Philippine raid captures communist rebel commander

Philippine troops and police captured a senior communist rebel commander, officials said Wednesday as a 19-day Christmas truce ended this week with both sides vowing to step up fighting.

Manila: Philippine troops and police captured a senior communist rebel commander, officials said Wednesday as a 19-day Christmas truce ended this week with both sides vowing to step up fighting.

Tirso Alcantara, the rebel New People`s Army commander responsible for the main island of Luzon, was wounded when he tried to draw his gun as special army troops backed by police raided a village south of the capital late Tuesday, said army chief Lt. Gen. Arturo Ortiz.

Alcantara, also known by his nom de guerre Comrade Bart, is one of the highest-ranking members of the underground Communist Party of the Philippines to be arrested recently, even though the guerrillas and the government earlier agreed to resume stalled peace talks in February on ending the 42-year insurgency.

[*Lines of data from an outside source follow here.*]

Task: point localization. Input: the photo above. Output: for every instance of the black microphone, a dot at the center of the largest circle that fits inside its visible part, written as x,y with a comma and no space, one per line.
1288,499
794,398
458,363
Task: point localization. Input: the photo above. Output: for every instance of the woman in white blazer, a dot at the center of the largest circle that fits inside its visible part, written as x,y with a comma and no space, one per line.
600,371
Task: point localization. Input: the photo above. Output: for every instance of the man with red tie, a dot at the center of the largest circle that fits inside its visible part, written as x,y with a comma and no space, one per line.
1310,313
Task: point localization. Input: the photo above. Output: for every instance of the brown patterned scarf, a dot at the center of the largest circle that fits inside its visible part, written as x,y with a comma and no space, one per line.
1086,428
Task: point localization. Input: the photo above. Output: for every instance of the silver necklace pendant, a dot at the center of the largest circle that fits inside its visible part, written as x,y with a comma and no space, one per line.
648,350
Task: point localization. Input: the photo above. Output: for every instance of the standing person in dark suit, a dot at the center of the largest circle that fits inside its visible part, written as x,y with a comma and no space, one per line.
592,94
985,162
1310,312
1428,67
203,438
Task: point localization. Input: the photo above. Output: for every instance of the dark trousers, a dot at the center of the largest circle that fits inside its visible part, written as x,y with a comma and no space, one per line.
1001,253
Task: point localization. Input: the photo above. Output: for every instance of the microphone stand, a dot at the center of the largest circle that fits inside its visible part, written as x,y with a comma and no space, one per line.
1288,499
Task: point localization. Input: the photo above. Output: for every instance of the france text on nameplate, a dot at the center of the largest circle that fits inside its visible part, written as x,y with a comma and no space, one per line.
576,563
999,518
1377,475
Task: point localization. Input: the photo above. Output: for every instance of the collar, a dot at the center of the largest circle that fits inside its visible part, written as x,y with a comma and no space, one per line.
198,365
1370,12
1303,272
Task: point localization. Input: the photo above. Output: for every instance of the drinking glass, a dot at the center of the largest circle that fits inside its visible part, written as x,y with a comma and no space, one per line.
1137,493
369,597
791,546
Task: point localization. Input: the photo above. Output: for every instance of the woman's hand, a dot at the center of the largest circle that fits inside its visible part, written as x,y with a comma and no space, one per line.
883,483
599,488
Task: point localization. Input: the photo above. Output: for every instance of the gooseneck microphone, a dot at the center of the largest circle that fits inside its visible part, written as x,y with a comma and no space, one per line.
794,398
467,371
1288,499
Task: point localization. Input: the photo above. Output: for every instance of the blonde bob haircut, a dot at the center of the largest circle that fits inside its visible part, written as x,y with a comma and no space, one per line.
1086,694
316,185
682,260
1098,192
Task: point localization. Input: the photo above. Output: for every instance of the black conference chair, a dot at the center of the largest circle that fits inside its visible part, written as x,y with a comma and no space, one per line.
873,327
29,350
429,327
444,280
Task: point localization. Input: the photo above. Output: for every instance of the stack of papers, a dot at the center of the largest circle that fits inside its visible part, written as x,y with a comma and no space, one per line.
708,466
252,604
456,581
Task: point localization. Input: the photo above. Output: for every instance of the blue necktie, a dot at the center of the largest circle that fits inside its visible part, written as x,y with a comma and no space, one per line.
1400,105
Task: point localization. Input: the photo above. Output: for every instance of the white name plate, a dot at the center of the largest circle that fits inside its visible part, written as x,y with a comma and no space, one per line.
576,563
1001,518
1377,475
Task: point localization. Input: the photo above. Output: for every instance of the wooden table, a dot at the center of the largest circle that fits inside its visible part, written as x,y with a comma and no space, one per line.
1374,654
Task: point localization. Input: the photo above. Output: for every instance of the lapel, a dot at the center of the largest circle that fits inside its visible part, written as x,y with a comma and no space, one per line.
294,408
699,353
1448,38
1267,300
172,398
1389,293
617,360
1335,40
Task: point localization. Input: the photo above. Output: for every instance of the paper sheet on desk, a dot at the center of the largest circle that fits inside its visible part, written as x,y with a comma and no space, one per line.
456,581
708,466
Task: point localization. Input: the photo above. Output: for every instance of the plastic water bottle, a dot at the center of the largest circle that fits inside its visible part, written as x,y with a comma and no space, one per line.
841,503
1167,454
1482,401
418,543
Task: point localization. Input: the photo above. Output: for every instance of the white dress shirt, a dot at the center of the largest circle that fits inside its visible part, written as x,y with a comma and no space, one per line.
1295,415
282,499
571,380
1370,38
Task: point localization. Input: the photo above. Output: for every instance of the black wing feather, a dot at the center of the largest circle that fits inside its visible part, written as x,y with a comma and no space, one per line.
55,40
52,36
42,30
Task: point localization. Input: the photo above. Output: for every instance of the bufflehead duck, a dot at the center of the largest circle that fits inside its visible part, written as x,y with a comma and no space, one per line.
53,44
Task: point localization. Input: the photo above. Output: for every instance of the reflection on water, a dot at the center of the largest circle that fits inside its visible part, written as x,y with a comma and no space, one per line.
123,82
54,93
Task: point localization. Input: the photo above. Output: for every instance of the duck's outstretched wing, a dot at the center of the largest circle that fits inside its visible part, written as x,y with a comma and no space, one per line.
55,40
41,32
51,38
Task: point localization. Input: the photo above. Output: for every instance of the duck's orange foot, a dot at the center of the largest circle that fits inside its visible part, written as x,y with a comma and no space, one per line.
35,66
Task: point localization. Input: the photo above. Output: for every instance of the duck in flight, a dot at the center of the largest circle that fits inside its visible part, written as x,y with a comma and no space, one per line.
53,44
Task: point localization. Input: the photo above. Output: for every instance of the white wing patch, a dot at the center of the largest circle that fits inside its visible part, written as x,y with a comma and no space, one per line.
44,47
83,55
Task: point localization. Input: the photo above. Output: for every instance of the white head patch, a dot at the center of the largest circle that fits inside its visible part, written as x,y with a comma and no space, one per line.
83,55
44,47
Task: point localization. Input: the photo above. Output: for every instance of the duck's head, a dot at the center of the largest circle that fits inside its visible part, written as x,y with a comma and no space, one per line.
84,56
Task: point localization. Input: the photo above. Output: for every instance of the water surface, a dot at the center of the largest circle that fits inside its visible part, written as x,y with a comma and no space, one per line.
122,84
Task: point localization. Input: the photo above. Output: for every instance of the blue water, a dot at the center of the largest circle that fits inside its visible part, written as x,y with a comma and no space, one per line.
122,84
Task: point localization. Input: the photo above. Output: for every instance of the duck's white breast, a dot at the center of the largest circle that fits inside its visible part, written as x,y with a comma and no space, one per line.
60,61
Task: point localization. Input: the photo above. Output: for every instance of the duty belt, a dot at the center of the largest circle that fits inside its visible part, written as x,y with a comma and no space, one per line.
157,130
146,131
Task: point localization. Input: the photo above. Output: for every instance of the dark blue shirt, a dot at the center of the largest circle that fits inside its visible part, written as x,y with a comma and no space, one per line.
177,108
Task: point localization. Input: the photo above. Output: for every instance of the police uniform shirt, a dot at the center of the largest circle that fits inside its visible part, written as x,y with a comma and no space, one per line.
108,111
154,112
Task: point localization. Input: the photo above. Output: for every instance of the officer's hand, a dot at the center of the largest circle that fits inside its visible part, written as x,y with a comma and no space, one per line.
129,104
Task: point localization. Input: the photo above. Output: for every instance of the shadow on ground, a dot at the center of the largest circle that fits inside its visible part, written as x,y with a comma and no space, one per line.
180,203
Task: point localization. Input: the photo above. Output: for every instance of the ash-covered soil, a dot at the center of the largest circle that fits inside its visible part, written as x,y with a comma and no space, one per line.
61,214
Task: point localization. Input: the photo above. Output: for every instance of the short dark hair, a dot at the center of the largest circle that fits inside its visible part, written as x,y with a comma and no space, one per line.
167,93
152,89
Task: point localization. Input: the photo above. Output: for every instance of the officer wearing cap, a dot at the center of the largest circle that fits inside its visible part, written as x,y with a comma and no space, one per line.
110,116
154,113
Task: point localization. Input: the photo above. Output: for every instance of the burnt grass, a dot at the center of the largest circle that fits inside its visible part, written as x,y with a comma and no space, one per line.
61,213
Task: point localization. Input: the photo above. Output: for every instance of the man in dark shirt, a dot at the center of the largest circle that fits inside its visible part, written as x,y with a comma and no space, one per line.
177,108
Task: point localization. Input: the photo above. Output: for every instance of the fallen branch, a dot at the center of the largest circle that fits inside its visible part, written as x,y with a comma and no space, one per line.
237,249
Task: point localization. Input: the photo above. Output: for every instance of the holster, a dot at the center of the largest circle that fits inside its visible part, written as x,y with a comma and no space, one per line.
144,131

Military spokesman Col. Generoso Bolina said troops were tipped off that Alcantara was in a house outside Lucena city, but when they arrived he had already escaped by motorcycle. They chased him down and caught up with him and his accomplice at a road checkpoint, he said.

Government negotiators have expressed hope that last year`s election of reformist President Benigno Aquino III on the promise he would reduce poverty and improve governance would soften the rural-based Marxist insurgency, one of Asia`s longest that has survived decades of military crackdown.

Both sides implemented a cease-fire over the Christmas holidays that lasted 19 days, the longest truce in a decade.

According to the military, battle setbacks, surrenders, infighting and loss of foreign support have reduced the guerrilla force to less than 5,000 from a peak of 25,000 in the 1980s, during the reign of late dictator Ferdinand Marcos.
From their jungle camps, the rebels have carried out hit-and-run ambushes. They operate a shadow government in areas under their influence, dispensing justice including trials — and sometimes executions — of erring policemen and village officials. They also collect "revolutionary taxes" — and punish businesses refusing to pay.

The government blames the rebellion for stunting economic development through extortion and attacks. The U.S. and European Union have blacklisted the guerrillas as a terrorist organization, a stumbling block that led to the 2004 breakdown in Norwegian-brokered talks.
Quezon provincial police chief Ericson Velasquez said Alcantara used to be a spokesman for a rebel unit that had successfully hit government troops and seized several soldiers, then was promoted as the head of the Communist Party organ giving political guidance to the NPA.

Alcantara was transferred to a military hospital Wednesday, Ortiz said. He is facing 23 warrants for murder.